The headline of the 2020s is this: Very soon, no one will be able to trust anything on a screen. Nothing will be safe from the threat of computer generated forgery. No audio, video, text, or song will be reliably real. Even phone calls will be suspect when anyone (or any thing) can impersonate anyone else. The coming reality breakdown will accelerate every other global crisis—policing, human rights, democracy, climate—in ways not yet fully imaginable. And as a vector of contagion, this new technology will explode the airborne whackadoodle of QAnon with the speed of a bioweapon. So, what happens when everyone can fake news footage in real time? This newsletter will explore that question and much more.
AS AN ADOLESCENT, I (briefly, shamefully) renounced science fiction to embrace punk music. But I found this new world had its own tragic version of science fiction, one largely culled from just one book—1984—and sifted through the cruelty of Reaganism. The awe of film vs. the doom of punk: Both approaches informed my perspective. I’ve never known a life that didn’t involve constant peering into the future, at both its gizmos and the political meaning of those gizmos. My little generation grew up dreading the next century. That is, dreading our current world, the one you’re reading from now.
Except, what does “current” even mean anymore? As of this year, we seem to have entered some sort of hyper-growth Looney Tunes world, with incredible advances coming every few weeks or even days. A lot of smart people seem concerned that this incredible growth represents the mere foothills of an exponentially sloping baloney times nightmare.
If all this feels like science fiction, that’s because it is. Science fiction films, however, have played two roles in this coming crisis, serving as both speculation about the future and active laboratories in the development of that future. The story of the reality breakdown is a technology story. But the technology is film, not AI. The tools of the reality breakdown have advanced, in public, in hundreds of films, for longer than anyone has been alive. Put another way, you’ve watched this thing coming for your entire life.
I FIRST IMMERSED MYSELF in this subject ten years ago, while doing research for my novel Exploded View, which explores the world of 2050, meaning the world decades after the end of consensus reality. While writing that book, I felt like I was racing the clock, that I was trying to describe something that everyone else was going to figure out at any moment. But I’ve spent the last decade waiting for these issues to catch on. And discussing these things outside the confines of fiction made me look like a conspiracy crank.
But this new era of AI gives me an opening. Suddenly the creeping weirdness has form, bodies, and faces. Some of them leer back at us with extra rows of teeth. Some of them look just like us. With increasing frequency, I see photos of a fake person who looks real, who seems to convey an emotion I’d always assumed could never be faked. Many people seem to be experiencing this. Suddenly, there is a feeling in the air that we’re on the verge of something colossal, a collapse of how our species experiences reality. Soon fake photos will be fake videos. Soon they’ll be fake phone calls. Soon you won’t be able to tell what’s fake.

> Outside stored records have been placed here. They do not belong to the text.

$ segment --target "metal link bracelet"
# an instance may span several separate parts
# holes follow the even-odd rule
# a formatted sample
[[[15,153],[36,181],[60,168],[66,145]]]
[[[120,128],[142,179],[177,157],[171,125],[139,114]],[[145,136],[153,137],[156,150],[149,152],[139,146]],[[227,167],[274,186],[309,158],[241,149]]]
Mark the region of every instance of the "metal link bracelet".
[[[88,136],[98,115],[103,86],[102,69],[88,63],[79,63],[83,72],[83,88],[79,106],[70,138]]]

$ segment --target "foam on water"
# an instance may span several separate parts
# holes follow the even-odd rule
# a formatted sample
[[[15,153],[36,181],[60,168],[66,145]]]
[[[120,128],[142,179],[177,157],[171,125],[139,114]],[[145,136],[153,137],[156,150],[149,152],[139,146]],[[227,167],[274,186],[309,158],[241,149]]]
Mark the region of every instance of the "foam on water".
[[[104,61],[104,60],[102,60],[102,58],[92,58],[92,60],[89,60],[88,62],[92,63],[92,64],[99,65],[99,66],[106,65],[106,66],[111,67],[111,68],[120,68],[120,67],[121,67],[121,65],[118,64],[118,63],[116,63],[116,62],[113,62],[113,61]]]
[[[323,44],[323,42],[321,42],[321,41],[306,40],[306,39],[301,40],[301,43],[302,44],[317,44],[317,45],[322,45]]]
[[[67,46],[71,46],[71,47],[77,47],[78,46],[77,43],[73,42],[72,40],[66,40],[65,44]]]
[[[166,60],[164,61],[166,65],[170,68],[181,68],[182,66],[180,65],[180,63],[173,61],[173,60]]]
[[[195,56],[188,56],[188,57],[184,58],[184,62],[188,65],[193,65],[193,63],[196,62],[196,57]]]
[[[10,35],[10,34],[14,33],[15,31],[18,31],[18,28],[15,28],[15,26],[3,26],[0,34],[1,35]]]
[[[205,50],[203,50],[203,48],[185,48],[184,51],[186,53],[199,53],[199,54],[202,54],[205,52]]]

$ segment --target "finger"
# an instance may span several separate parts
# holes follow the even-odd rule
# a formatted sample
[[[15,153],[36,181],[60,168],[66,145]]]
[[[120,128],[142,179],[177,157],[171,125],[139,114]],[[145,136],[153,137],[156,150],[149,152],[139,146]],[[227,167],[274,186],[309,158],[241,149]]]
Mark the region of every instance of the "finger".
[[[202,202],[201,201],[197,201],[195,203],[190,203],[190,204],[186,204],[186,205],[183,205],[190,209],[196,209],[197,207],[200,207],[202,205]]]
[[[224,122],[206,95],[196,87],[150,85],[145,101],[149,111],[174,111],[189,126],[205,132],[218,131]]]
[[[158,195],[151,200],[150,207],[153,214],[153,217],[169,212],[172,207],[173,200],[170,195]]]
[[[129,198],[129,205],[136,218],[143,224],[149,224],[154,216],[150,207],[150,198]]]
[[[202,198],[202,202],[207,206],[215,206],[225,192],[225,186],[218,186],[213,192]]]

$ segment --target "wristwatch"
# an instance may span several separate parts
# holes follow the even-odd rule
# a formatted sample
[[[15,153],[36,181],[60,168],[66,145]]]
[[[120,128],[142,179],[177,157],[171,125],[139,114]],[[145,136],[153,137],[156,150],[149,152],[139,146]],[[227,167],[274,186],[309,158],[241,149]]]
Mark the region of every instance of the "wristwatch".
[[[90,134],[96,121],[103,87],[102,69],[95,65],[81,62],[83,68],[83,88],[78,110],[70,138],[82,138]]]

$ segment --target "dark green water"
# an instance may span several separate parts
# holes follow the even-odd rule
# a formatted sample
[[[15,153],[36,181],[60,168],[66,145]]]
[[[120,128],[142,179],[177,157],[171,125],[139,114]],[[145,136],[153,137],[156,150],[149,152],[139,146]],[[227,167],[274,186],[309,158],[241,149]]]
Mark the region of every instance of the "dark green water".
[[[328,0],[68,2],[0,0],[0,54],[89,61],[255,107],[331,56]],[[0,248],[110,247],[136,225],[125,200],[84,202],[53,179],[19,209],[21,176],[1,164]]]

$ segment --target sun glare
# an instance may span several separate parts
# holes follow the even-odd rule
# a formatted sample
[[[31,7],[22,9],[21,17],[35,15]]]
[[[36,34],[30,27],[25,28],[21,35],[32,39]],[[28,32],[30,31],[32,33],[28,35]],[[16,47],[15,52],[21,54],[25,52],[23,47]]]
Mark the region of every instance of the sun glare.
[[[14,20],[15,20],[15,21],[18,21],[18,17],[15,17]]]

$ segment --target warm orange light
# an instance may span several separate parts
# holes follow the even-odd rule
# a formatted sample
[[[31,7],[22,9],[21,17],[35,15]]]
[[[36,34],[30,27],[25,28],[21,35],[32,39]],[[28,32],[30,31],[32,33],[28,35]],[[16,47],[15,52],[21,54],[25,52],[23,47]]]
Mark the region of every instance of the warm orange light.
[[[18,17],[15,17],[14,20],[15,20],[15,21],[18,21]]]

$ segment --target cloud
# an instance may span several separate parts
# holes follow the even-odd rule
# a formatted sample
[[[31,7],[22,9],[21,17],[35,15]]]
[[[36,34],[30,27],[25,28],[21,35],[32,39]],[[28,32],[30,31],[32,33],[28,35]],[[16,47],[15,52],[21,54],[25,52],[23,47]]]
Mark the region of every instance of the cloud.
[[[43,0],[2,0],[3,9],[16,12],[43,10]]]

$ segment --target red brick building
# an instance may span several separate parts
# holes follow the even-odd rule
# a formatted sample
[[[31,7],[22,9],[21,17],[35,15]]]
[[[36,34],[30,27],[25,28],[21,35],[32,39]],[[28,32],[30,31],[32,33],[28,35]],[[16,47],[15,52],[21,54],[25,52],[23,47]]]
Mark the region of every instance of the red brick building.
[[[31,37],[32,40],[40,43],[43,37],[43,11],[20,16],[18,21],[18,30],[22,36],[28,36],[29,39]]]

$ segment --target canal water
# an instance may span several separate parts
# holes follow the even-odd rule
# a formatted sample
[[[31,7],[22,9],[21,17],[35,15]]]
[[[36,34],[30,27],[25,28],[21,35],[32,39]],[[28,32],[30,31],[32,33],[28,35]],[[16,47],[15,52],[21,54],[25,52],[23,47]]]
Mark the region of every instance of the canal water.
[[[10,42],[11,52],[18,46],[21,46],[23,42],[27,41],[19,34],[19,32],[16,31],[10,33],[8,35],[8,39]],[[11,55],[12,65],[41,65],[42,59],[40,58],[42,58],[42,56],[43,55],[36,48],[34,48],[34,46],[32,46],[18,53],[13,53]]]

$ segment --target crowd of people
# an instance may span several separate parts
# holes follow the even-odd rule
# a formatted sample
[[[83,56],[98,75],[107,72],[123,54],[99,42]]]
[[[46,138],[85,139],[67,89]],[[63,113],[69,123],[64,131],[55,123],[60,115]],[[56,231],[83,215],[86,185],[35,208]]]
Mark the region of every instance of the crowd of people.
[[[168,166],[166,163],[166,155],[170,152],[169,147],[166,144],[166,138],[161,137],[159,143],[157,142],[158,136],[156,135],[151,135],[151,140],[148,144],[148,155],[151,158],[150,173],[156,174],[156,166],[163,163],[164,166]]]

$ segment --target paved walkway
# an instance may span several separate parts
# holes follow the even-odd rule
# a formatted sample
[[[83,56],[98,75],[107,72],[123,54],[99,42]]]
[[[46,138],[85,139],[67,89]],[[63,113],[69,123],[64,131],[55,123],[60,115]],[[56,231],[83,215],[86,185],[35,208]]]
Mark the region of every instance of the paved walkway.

IT’S ONLY LOOSELY THAT I call this endeavor a ‘newsletter.’ This is actually a book—one that can only be written in real time and in present tense. I can promise one post a week, although I’m aiming for more. I have a lot to say on this subject. I have a lot to say about all the things this subject touches. If you know of me through my music writing or my most recent book Mutations, I think this project will appeal to you. And I will be writing about music here, at least in that music is one of many things that’s about to drastically change. Thank you for joining me.
I really enjoyed Mutations. It might be the only book I made it through front to back in 2020. Excited to see what you have to say here.
Oh and AI still can’t get the fingers right… yet.
The growing sense that reality itself is something up for debate is wholly terrifying and all too real. We unknowingly look to the theories of Ontology and Eternalism (or Presentism if you’re a weirdo) for understanding of the intangible, ever-shifting goalposts of life. I’m with you on this ride.